People in Rehab – mostly, but not exclusively, geriatric patients – are usually confused, miserable, and in pain. Not to mention, lonely, frightened and bored. My good friend Randy was in a motorcycle accident several years ago with multiple broken ribs and a punctured lung and he told me he begged the nurses to kill him. Thankfully, they did not comply but he said that time just hung there.

He would look at the clock and it would be 6:30 am and then he would look at it again in what he thought had been at least 4 hours, and it would be 6:36. There are only so many episodes of Law and Order that a person can watch without going insane. (Bonus spoiler: if a man who is a minor character – in Law and Order or any other such program — has a timid wife who is wearing a cross, he will turn out to be the criminal. And at LEAST a wife-beater and an incestuous pedophile. Count on it. But there is NO anti-Christian bias in Hollywood. You would have to be a crazy alt-right bigot to assert that. There is slightly-less anti-Jewish prejudice in television series. That is not because of lots of Jewish writers. No, it is because, on television, Jews – at least observant ones — simply do not exist.)

Ah, but again I digress. Back to the celestial nurses. Our family boasts two nurses. My brother, who our father never fails to describe as “a male nurse,” and my nephew’s beautiful wife. They both have the requisite compassion, smarts, and sensitivity for the job, and my brother, a Navy vet, also brings to the table considerable musculature handy for lifting the modern-day 3XL patient.

I was astonished not just by the professional medical care that was delivered – which presumably could in the future mostly be done by robots – but by the human love, patience, and compassion that went with it. Robots need not apply.

We are in a sad era where the healing human touch is frowned upon, even actionable. At least in Alexandria, MN, I can attest that people know better. Elderly patients who may not have been hugged for some time are embraced, patted, even kissed on the head. Needless to say, the nurses exercise the discretion to know when it is welcome and when it may not be. Do you have any idea how happy it made Daddy to have a nurse walk into his room in the morning and say, “Good Morning, Handsome!”? The chances are vanishingly small that in 20 years, he will appear on television with an even more grotesque Gloria Allred, weeping about how demeaned he felt. And not just because in 20 years he would be 113.
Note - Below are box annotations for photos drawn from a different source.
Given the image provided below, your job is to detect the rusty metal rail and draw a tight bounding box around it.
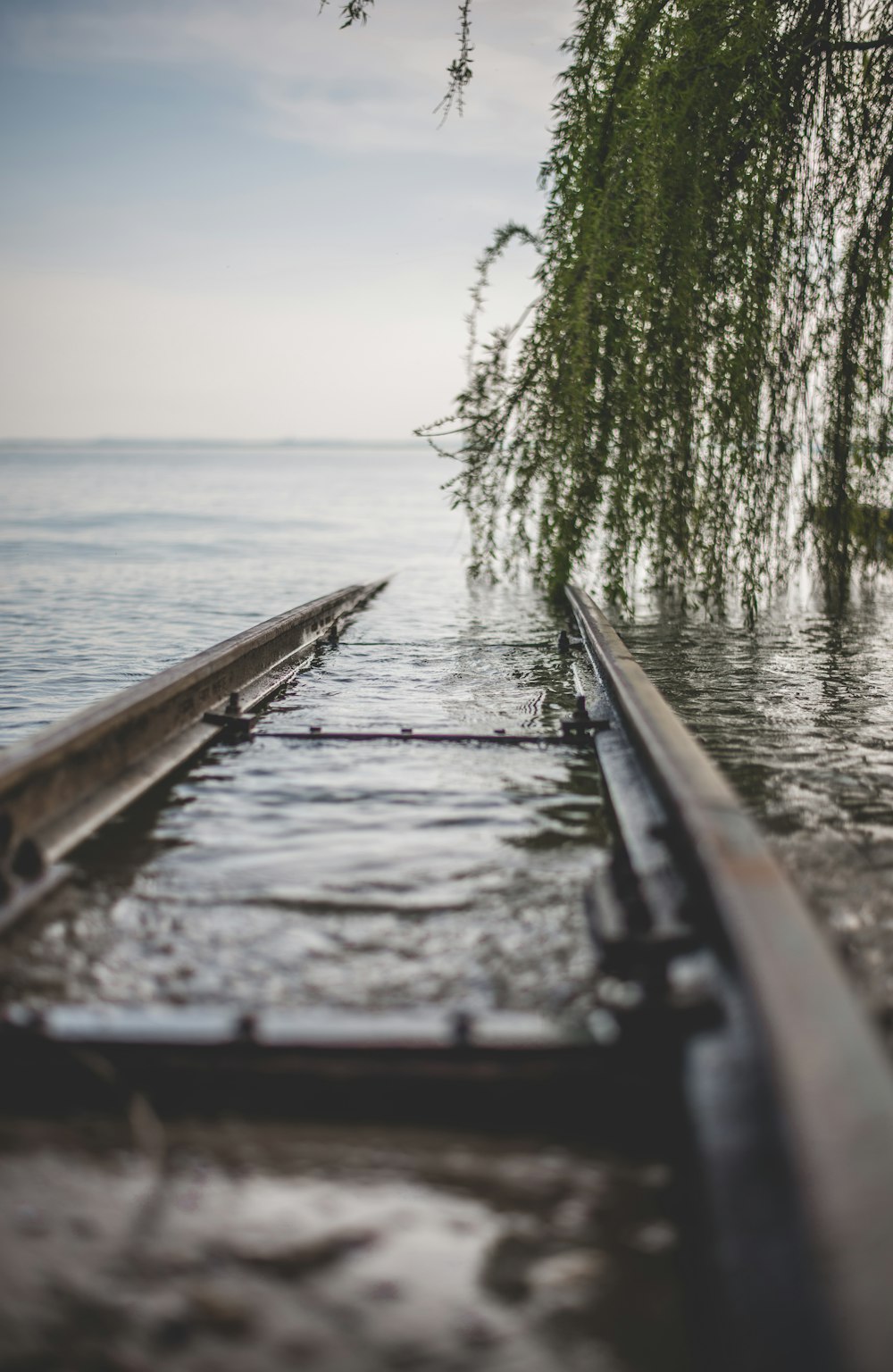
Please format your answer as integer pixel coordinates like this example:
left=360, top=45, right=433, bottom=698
left=0, top=583, right=893, bottom=1372
left=568, top=587, right=893, bottom=1372
left=0, top=581, right=386, bottom=929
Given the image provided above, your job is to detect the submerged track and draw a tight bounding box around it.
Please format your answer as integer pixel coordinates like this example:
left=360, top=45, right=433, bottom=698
left=0, top=583, right=893, bottom=1372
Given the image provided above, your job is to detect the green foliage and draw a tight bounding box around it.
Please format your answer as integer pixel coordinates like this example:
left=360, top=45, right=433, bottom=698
left=333, top=0, right=893, bottom=614
left=425, top=0, right=893, bottom=611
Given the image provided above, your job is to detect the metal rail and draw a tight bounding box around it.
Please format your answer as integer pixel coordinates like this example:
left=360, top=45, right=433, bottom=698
left=568, top=587, right=893, bottom=1372
left=0, top=581, right=386, bottom=929
left=0, top=583, right=893, bottom=1372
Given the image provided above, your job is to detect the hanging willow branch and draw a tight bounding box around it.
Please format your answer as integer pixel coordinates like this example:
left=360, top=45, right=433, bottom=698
left=333, top=0, right=893, bottom=612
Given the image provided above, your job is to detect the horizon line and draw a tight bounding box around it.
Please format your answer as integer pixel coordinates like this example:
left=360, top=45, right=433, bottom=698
left=0, top=435, right=461, bottom=448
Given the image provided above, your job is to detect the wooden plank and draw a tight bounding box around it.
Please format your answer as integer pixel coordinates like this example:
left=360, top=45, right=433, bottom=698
left=568, top=587, right=893, bottom=1372
left=0, top=581, right=386, bottom=899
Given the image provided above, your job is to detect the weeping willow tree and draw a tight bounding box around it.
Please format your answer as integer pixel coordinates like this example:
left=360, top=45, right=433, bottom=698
left=331, top=0, right=893, bottom=612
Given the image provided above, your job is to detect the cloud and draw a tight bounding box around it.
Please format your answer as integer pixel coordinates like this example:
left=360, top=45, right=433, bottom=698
left=2, top=0, right=572, bottom=163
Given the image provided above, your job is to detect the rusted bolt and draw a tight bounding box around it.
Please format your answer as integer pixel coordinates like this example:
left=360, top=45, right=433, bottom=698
left=13, top=838, right=46, bottom=881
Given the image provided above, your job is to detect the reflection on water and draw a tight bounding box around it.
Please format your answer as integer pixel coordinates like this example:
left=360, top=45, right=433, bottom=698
left=0, top=453, right=606, bottom=1011
left=0, top=448, right=893, bottom=1025
left=617, top=579, right=893, bottom=1009
left=0, top=1121, right=688, bottom=1372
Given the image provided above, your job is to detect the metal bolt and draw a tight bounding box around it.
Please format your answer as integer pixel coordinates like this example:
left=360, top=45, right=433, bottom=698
left=450, top=1009, right=474, bottom=1049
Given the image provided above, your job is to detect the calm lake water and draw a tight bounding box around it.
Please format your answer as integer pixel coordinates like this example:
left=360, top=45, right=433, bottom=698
left=0, top=445, right=893, bottom=1025
left=0, top=445, right=893, bottom=1372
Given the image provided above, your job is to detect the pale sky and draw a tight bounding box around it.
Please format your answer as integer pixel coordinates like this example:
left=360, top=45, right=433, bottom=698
left=0, top=0, right=573, bottom=439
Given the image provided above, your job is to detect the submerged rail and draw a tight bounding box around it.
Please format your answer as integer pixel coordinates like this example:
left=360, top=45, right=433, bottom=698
left=0, top=581, right=893, bottom=1372
left=568, top=587, right=893, bottom=1372
left=0, top=581, right=386, bottom=929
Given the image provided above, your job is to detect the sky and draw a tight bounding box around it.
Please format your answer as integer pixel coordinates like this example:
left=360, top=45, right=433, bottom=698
left=0, top=0, right=573, bottom=440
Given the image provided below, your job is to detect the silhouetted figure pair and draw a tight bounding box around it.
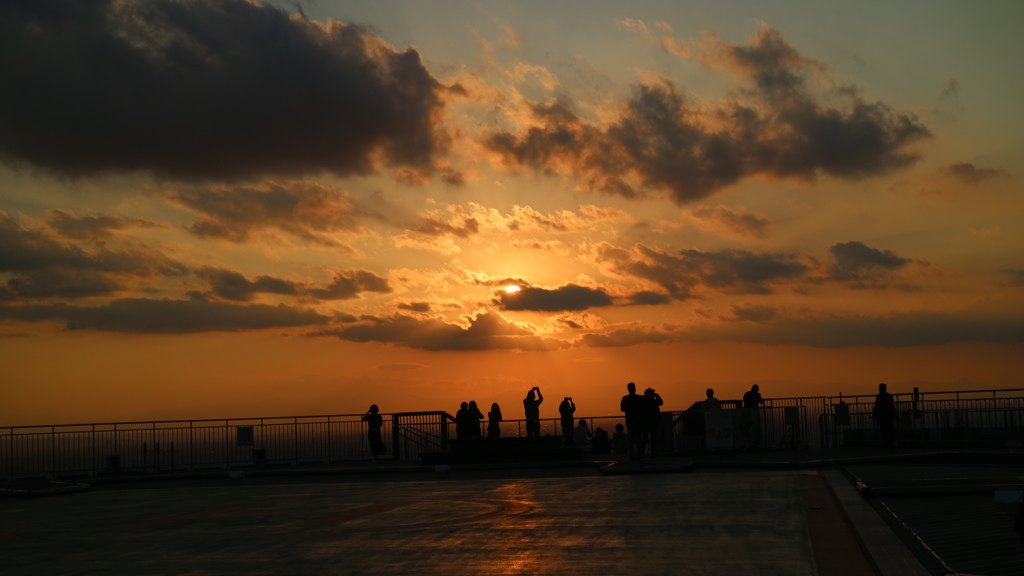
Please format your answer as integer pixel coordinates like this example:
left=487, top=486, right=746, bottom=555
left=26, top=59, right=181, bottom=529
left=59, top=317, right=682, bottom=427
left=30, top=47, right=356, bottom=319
left=618, top=382, right=665, bottom=460
left=871, top=384, right=896, bottom=448
left=522, top=386, right=544, bottom=438
left=558, top=396, right=575, bottom=446
left=362, top=404, right=387, bottom=461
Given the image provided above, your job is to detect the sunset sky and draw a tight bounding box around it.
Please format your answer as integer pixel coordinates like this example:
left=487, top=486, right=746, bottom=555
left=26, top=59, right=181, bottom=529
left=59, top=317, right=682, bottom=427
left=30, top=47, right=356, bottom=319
left=0, top=0, right=1024, bottom=425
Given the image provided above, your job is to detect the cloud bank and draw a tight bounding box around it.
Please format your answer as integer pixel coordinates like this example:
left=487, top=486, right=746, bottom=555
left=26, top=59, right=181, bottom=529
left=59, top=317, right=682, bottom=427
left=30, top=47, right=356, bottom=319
left=0, top=0, right=447, bottom=180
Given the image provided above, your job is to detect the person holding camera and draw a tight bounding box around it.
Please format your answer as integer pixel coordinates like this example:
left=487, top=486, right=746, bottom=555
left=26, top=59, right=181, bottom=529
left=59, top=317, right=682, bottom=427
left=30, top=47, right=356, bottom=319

At the Care Conference which was held to determine whether Daddy could go back to his Assisted Living place or needed more Rehab to meet his goals, he and I (geezers age 93 and 71, give or take) sat there with five lovely young ladies who could have been our grandchildren and great-grandchildren, and who would decide his fate.

They did determine that he could use more Rehab to make sure he was safe to return to his previous residence. They wanted to be sure he wouldn’t just fall again and have to return to Rehab. My father – remember my reporting his 30/30 on his cognitive test — then suggested that perhaps if he had KNOWN what the actual goals were, he might have had more success in reaching them. Point taken. After an awkward silence reflecting our disappointment in the verdict, one young nurse quietly asked my father, “Jim, do you have anything further to add?”

He looked around the room at this bevy of beauties and said, “Well… I’m single.”